Marnie’s colours are all about confining her to one environment, her house, where she spends most of the episode, waiting for her husband to come home. Her clothes are literally the same colours as the walls, visually trapping her in that space. Significantly, in Marnie’s one scene outside the house (a disastrous lunch with Hector), she is in light purple – the same colour as the kitchen. Even when she’s not at home, Marnie is still trapped. She can never escape.

(Seeing these shots collected together, such a palette might seem cartoonish. However, seen in context, scattered among other scenes, it calms down and blends into the palette of the entire episode.)


The only time Hector is at home is on the television...


   
The yellow of the lamps above is echoed in the salt and pepper pots here, likewise the pink of the carpet in the napkin – this limited palette adds to the sense of confinement.  







So much going on here I’m not even going to try. I just really like this shot. The kitchen on the left of frame is like something from a 15th century painting. Or a 1950s cartoon.




Look at the curtain – red is never far away from Hector.


Marnie in the dining hall – but really still in her kitchen.





SIDE NOTES!

Two things. First, I haven’t really been talking about composition, but this was interesting: although (presumably) filmed during the same camera setup, these three shots are actually from different scenes in the episode, separated and spaced apart by other scenes.




I didn't notice the setup was identical until after I had all my screenshots gathered for this post. Effectively “hidden” by the rest of the episode, the repetition of this composition subliminally re-enforces Marnie's sense of confinement.

Second:

After this shot of Marnie, abandoned by Hector in the dining hall, it cuts straight to…

…this, the dressing room of the dancer Hector is sleeping with (not pictured).
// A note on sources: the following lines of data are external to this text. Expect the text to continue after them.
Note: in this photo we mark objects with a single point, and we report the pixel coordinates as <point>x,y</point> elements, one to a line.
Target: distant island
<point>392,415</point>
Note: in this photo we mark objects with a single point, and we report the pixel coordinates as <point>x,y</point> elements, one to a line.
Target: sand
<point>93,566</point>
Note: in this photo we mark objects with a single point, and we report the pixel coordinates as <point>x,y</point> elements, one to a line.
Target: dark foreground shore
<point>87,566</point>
Interestingly, unlike the front of the club, which is swathed in Hector's red, the private, backstage area directly carries through colours from the preceding shot with Marnie.

If you'll pardon the tangent, in the film Big Fish, Helena Bonham Carter’s character imparts some wisdom about the main character, Ed Bloom, to his son, played by Billy Crudup:

          “See, to him there’s only two women: your mother, and everyone else.”

Applying that line of thought to The Hour, the appearance of Marnie’s colours in the dancers’ dressing room suggests (to me) that to Hector, there’s only one woman, by which I mean, to Hector, all women are the same. But that’s a whole other blog post.